Même s'ils n'ont pas été spécifiquement conçus dans une optique de capital social, plusieurs programmes fédéraux actuels pour les aînés (p. ex., le Programme de congé de soignant, le programme Nouveaux horizons pour les aînés) peuvent enrichir le capital social et favoriser le bon vieillissement. Ces programmes aident au développement de trois types de capital social : le capital social qui unit (bonding)--des relations qui permettent aux gens de « s'adonner aux activités courantes » de la vie; le capital social qui relie (bridging)--des liens qui permettent aux gens de se brancher sur des « ressources externes » pour « aller de l'avant »; et le capital social qui crée des liens (linking)--qui facilite l'établissement de liens entre les réseaux6.
Le capital social qui unit (bonding) : L'appartenance à un réseau de soins informels constitué de parents et d'amis peut s'avérer stressante en raison des coûts financiers, émotifs et de santé éventuels. Par contre, le soutien formel aux aînés (p. ex., les services communautaires et de soins à domicile) peuvent alléger les pressions qui s'exercent sur le réseau de soins informels. Le soutien formel enrichit le capital social qui unit car il permet aux aînés de « vieillir sur place » tout en demeurant branchés sur leur réseau social13.

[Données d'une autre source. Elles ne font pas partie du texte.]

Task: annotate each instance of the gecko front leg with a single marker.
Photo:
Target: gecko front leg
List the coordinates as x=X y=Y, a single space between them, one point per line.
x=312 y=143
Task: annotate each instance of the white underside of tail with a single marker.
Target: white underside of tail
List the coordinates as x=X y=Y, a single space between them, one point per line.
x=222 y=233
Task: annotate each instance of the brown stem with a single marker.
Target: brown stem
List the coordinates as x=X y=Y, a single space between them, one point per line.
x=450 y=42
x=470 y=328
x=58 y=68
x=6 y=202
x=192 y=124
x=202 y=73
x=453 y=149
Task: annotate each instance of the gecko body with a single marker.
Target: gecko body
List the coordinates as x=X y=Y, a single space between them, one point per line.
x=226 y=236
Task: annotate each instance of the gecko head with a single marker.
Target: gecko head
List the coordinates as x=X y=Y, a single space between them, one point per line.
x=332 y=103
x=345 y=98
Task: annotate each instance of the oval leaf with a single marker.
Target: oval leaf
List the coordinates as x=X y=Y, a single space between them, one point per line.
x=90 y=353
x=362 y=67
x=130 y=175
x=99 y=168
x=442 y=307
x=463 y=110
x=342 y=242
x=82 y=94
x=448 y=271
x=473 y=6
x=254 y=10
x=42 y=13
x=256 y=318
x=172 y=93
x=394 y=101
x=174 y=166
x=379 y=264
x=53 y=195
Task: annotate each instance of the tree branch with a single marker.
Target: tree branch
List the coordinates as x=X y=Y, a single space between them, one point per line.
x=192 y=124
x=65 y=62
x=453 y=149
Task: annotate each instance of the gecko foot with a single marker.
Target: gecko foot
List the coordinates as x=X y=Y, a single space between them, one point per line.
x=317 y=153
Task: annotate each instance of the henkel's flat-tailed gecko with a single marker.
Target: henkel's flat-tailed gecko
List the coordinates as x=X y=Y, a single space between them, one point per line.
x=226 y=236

Le capital social qui relie (bridging) : Les programmes qui donnent accès aux ressources peuvent aider les aînés à conserver leurs réseaux sociaux et réduire l'isolement social. Le programme
Nouveaux horizons pour les aînés de Développement social Canada (http://www.dsc.gc.ca/fr/psr/horizons/tabmat.shtml), par exemple, appuie des projets locaux qui encouragent les aînés à contribuer à leur collectivité en misant sur la participation sociale et sur la vie active13.

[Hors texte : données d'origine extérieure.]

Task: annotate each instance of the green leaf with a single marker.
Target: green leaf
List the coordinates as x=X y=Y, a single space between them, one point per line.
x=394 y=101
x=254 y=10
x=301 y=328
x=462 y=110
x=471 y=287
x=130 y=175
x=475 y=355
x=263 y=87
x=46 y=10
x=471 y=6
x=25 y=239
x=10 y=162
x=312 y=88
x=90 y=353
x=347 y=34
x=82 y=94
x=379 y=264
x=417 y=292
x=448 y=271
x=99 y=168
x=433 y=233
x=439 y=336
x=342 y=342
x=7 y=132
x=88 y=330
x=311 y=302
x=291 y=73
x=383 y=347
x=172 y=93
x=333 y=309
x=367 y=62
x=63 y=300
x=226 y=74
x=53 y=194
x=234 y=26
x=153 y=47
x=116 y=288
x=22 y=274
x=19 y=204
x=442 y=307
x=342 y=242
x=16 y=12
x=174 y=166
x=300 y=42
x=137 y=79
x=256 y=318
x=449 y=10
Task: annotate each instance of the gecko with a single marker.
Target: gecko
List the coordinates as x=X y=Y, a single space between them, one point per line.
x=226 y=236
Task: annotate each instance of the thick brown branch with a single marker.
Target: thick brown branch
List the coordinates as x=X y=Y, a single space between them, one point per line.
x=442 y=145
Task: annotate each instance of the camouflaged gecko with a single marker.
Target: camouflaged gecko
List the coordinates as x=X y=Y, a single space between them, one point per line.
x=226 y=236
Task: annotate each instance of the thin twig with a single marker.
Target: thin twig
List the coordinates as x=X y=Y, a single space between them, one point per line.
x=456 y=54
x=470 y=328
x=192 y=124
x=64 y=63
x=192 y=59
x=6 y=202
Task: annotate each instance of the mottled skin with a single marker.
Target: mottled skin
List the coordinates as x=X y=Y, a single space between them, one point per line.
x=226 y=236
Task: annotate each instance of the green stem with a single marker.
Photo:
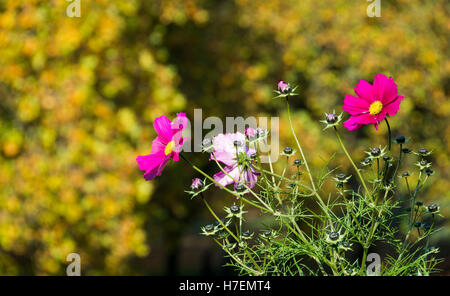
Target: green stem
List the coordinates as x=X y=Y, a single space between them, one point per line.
x=353 y=164
x=299 y=146
x=389 y=133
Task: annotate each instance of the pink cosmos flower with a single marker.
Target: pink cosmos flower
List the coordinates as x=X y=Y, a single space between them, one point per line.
x=196 y=184
x=283 y=86
x=250 y=132
x=230 y=149
x=373 y=102
x=166 y=146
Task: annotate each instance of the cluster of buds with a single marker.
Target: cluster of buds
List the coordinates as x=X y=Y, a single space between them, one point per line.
x=197 y=187
x=256 y=134
x=331 y=120
x=376 y=152
x=288 y=152
x=234 y=211
x=422 y=152
x=207 y=145
x=433 y=208
x=216 y=229
x=284 y=90
x=368 y=161
x=341 y=179
x=400 y=140
x=268 y=234
x=334 y=237
x=240 y=190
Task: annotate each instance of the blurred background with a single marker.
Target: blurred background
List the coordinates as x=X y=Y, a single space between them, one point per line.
x=78 y=97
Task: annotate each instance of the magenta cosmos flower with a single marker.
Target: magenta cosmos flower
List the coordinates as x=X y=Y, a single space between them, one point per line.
x=167 y=145
x=373 y=102
x=231 y=150
x=283 y=86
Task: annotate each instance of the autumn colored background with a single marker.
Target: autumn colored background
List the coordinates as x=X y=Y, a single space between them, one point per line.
x=78 y=97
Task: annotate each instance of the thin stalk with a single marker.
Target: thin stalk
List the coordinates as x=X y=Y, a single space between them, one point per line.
x=389 y=133
x=299 y=146
x=353 y=164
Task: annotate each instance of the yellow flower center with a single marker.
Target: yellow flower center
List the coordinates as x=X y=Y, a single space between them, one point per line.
x=375 y=108
x=169 y=148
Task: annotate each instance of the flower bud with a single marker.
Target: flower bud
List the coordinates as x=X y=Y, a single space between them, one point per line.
x=341 y=176
x=375 y=151
x=240 y=188
x=298 y=162
x=237 y=143
x=422 y=151
x=367 y=161
x=334 y=236
x=433 y=208
x=429 y=171
x=235 y=209
x=331 y=118
x=288 y=150
x=284 y=87
x=197 y=184
x=209 y=227
x=406 y=150
x=260 y=133
x=207 y=145
x=400 y=140
x=250 y=132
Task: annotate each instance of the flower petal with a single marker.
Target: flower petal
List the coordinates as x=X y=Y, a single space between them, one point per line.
x=393 y=106
x=384 y=89
x=355 y=106
x=364 y=90
x=355 y=122
x=152 y=164
x=163 y=127
x=227 y=179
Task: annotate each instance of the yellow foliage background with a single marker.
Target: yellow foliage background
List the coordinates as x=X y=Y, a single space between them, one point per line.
x=78 y=97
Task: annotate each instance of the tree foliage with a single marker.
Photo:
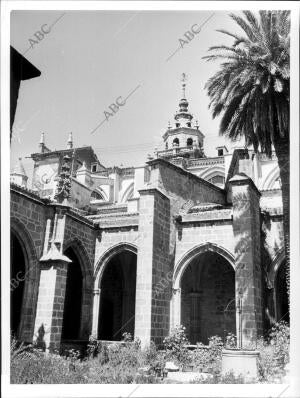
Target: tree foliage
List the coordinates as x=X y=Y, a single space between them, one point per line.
x=251 y=88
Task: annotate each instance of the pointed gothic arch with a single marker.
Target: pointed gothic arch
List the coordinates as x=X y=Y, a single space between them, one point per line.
x=24 y=281
x=79 y=292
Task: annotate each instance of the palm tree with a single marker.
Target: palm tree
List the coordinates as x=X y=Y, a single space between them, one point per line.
x=251 y=92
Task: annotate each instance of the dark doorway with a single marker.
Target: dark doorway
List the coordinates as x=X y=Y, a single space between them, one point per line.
x=117 y=298
x=73 y=299
x=17 y=283
x=207 y=298
x=282 y=303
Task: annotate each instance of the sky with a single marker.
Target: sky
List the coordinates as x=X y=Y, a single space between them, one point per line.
x=89 y=59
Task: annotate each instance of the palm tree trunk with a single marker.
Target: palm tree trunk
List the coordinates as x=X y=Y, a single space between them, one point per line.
x=282 y=150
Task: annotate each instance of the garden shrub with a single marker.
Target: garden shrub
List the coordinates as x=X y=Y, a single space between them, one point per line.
x=208 y=358
x=176 y=346
x=229 y=378
x=274 y=353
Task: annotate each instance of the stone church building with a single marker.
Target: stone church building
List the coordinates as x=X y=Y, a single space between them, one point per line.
x=180 y=240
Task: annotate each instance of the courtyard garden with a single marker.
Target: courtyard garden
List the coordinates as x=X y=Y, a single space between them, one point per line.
x=125 y=362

Le capital social qui crée des liens (linking) : Les programmes qui encouragent les liens entre les organismes bénévoles et les organismes gouvernementaux à divers niveaux peuvent améliorer l'accès des aînés et des familles aux ressources. La
Coalition canadienne des aidantes et aidants naturels est un organisme national qui a pour mission d'appuyer les réseaux de soins et d'encourager les organismes d'aidants, les chercheurs et les gouvernements à discuter des politiques publiques axées sur la prestation de soins (http://www.ccc-ccan.ca/index.php)13.
Une perspective de capital social axée sur les aînés se montre particulièrement utile lorsqu'on tente d'établir des politiques publiques de promotion du sain vieillissement. Entre autres défis qui se posent, on doit mieux comprendre la fragilité des liens entre adultes âgés; l'utilité des liens qui se créent au sein des collectivités « physiques » et « virtuelles » d'aînés; le rôle des familles et des réseaux de soins dans le bon vieillissement; et l'importance d'évaluer les programmes13.
L'Agence de santé publique du Canada compte faire appel à la notion de capital social pour expliquer l'effet des relations sociales sur la santé des aînés et pour examiner l'efficacité et la justesse des interventions stratégiques qui sous-tendent ces relations31. Il importe de mener d'autres études pour définir les approches qui encadreront le mieux tous les types de réseaux de promotion de la santé.